Re: UTF-8 code in HTML

From: Markus Scherer (markus.scherer@jtcsv.com)
Date: Tue Apr 11 2000 - 21:48:13 EDT


Jonathan,

you seem to underestimate HTML and long-existing browsers.
HTML can have a meta tag near the beginning of the file that emulates what the HTTP stream should carry, like
<meta http-equiv="Content-Type" content="text/html; charset=utf-8">

Any application that reads HTML only needs to look at the first couple hundred bytes (at worst) to distinguish between one of the following:
- based on ASCII
- UTF-16BE
- UTF-16LE

This can be done by searching for byte sequences that would match "<html" or similar in either of the above.

From there, it can read the <meta> tag and then read the entire file with the correct encoding.

Many applications actually use the Unicode signature byte sequence (ef bb bf for UTF-8, fe ff for UTF-16BE, ff fe for UTF-16LE) additionally or alternatively to detect Unicode.

This makes HTML files self-describing. The scenario that you describe works.

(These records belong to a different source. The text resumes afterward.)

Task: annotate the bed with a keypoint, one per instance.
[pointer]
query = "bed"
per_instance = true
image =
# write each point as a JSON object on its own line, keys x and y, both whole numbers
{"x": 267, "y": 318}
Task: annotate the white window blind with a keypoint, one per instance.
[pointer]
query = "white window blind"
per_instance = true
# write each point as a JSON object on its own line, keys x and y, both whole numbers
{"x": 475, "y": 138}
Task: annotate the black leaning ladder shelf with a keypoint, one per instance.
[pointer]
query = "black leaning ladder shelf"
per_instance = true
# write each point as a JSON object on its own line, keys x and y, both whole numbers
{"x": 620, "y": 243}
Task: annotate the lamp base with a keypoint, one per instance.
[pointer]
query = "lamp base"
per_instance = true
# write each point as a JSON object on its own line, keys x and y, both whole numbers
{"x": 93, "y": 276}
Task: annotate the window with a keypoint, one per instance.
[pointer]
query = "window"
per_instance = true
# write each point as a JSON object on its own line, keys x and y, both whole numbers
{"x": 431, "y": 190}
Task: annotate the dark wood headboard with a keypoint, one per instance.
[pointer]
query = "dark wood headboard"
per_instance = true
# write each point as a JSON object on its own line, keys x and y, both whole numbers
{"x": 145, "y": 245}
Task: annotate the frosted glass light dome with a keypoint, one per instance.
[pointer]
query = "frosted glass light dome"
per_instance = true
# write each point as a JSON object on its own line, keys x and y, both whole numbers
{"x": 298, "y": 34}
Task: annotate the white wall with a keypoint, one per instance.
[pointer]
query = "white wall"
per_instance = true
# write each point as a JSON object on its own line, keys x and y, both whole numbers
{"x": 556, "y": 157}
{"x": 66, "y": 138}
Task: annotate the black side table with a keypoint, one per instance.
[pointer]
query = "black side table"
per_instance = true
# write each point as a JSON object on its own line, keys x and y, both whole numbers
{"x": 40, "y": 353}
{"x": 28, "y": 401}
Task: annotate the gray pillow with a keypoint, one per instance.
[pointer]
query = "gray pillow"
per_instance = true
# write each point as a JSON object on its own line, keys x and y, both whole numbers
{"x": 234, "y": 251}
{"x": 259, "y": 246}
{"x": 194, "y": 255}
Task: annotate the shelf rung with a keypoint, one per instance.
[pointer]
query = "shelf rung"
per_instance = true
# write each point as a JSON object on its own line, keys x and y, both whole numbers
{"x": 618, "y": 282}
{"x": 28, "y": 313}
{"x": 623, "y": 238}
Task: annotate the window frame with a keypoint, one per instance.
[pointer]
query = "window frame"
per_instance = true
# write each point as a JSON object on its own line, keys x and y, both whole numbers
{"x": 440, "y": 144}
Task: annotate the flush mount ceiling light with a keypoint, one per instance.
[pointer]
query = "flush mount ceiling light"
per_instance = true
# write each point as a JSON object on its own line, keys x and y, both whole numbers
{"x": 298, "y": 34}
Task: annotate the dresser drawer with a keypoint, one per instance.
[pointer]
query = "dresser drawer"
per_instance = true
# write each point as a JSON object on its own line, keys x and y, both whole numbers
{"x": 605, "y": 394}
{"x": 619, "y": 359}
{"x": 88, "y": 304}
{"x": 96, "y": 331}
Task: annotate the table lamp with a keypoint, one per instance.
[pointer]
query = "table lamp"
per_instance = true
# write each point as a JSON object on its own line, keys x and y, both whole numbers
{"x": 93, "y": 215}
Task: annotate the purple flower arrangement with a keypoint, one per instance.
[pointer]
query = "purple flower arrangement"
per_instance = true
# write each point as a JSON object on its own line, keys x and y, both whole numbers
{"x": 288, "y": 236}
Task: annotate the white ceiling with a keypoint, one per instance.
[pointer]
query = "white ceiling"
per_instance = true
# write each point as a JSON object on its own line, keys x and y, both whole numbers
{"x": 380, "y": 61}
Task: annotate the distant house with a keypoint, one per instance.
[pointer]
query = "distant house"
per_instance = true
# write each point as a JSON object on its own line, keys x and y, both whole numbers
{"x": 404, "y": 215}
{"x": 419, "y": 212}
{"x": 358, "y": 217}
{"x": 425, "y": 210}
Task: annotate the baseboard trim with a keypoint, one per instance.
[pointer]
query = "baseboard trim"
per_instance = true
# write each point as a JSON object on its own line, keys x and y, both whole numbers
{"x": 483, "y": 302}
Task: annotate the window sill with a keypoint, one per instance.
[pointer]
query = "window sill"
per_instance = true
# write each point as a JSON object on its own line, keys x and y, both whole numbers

Same for XML, even better, because the first few characters are precisely specified, and the encoding comes earlier and in a deterministic place.

This is simple and works. Of course, a server should have the data provided by the page author and serve it before it sends a page. If the author does not set the charset, then the server could follow the above process or not send the charset, I suppose.

The document character set is indeed Unicode, as you point out. However, the default charset or encoding is not (for HTML), it is Latin-1. These are two different animals.

For ASCII files, most applications rely just on the signature byte sequence to detect the Unicode encoding, or default to whatever is common on the platform if there is no Unicode signature.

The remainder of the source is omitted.